EclipseLink offers considerable flexibility in how you can design and implement features for isolating tenants. Possibilities include the following:
Application Isolation options
Separate container/server
Separate application within the same container/server
Separate entity manager factory and shared cache within the same application
Shared entity manager factory with tenant isolation per entity manager
Data isolation options
Separate database
Separate schema/tablespace
Separate tables
Shared table with row isolation
Query filtering
Oracle Virtual Private Database (VPD)
EclipseLink includes the following options for providing multi-tenancy in the data source:
Single-table multi-tenancy allows tenants to share tables. Each tenant has its own rows, identified by discriminator columns, and those rows are invisible to other tenants. See Single Table Multi-Tenancy.
With table-per-tenant multi-tenancy, each tenant has its own table or tables, identified by table tenant discriminators, and those tables are invisible to other users. See Table-Per-Tenant Multi-Tenancy.
With (VDP) multi-tenancy, tenants use a VDP database, which provides the functionality to support multiple tenants sharing the same table. See VPD Multi-Tenancy.
With single-table multi-tenancy, any table (Table
or SecondaryTable
) to which an entity or mapped superclass maps can include rows for multiple tenants. Access to tenant-specific rows is restricted to the specified tenant.
Tenant-specific rows are associated with the tenant by using one or more tenant discriminator columns. Discriminator columns are used with application context values to limit what a persistence context can access.

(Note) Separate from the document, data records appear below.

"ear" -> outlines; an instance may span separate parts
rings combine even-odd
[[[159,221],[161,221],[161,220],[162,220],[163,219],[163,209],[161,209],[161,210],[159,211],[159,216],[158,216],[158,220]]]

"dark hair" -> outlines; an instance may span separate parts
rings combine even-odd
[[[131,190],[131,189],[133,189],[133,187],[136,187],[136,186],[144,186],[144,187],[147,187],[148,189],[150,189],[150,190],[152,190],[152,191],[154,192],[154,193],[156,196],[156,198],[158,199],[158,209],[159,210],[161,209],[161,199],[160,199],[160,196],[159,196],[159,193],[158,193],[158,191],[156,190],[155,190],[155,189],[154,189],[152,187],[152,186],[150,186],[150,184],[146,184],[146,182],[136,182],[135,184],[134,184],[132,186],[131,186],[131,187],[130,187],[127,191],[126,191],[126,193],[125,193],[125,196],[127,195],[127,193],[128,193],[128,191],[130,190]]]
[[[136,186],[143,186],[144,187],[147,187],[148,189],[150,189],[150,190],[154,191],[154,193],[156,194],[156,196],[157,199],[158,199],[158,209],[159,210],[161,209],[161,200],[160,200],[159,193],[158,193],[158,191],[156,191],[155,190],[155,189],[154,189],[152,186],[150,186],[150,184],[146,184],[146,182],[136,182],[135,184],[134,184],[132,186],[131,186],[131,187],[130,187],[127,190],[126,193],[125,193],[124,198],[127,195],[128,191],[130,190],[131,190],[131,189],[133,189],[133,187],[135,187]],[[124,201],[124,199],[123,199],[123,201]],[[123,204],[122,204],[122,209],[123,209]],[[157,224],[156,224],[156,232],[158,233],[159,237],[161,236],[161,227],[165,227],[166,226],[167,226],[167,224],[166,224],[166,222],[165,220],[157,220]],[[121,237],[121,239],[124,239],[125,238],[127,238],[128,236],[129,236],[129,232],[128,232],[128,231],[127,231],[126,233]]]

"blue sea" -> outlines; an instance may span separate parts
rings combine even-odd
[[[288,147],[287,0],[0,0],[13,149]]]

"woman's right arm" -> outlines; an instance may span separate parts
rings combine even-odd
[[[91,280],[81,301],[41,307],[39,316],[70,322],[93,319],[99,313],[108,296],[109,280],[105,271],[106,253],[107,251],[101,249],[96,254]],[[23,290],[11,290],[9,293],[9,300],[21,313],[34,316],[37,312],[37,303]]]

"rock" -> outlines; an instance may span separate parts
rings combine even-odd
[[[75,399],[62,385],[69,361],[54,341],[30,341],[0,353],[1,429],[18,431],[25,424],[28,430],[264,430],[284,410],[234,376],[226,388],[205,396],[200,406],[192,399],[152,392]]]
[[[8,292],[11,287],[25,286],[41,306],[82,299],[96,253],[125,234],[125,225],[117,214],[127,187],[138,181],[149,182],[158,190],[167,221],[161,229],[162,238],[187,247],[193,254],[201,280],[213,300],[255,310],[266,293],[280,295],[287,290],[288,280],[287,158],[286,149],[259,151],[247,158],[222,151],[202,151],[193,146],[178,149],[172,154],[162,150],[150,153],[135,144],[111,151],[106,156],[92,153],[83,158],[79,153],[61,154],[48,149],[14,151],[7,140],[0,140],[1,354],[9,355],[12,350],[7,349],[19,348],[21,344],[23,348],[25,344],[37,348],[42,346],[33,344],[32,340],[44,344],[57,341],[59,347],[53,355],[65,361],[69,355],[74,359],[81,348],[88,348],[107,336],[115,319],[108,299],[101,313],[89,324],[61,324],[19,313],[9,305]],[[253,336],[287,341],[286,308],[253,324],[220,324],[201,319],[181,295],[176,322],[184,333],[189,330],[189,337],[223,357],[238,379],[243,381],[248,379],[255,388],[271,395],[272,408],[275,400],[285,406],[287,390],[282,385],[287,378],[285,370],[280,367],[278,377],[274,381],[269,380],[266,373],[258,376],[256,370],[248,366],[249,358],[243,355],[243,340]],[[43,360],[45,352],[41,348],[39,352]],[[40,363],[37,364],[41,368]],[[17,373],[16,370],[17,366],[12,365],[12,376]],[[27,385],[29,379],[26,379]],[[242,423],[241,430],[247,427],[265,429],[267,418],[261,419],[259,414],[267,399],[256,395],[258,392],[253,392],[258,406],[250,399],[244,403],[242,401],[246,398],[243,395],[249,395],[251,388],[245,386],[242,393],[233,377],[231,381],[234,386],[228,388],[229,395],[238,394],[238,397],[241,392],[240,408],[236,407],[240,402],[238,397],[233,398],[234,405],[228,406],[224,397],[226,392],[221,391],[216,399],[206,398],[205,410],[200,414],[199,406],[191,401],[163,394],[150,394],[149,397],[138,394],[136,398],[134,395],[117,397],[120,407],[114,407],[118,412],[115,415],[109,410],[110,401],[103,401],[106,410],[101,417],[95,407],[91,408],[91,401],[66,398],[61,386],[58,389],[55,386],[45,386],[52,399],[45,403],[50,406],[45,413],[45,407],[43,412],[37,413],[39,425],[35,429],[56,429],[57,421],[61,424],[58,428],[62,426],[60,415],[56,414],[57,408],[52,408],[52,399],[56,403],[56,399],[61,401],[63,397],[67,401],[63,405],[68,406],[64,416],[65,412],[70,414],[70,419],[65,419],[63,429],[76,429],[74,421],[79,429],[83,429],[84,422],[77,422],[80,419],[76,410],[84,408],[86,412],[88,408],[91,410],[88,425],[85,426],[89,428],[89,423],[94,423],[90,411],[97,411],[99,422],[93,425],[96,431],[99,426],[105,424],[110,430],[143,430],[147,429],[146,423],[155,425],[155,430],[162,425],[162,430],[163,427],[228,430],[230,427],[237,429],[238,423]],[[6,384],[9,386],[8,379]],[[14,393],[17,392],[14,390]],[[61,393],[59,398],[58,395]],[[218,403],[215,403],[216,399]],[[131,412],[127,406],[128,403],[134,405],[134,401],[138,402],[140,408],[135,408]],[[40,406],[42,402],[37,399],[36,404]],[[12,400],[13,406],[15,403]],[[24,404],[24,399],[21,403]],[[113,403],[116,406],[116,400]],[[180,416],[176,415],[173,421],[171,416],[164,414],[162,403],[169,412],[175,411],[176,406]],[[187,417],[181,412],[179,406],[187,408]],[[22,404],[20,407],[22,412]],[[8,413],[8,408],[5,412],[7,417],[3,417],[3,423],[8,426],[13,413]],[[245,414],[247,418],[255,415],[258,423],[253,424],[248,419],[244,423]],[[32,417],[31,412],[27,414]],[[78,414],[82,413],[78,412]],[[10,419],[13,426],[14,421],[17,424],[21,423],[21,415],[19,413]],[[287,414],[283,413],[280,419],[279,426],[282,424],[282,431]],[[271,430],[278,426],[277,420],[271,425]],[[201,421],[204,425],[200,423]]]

The results of queries on the mapped tables are limited to the tenant discriminator value(s) provided as property values. This applies to all insert, update, and delete operations on the table. When multi-tenant metadata is applied at the mapped superclass level, it is applied to all subentities unless they specify their own multi-tenant metadata.
Table-per-tenant multi-tenancy allows multiple tenants of an application to isolate their data in one or more tenant-specific tables. Multiple tenants' tables can be in a shared schema, identified using a prefix or suffix naming pattern; or they can be in separate, tenant-specific schemas. Table-per-tenant entities can be mixed with other multi-tenant type entities within the same persistence unit.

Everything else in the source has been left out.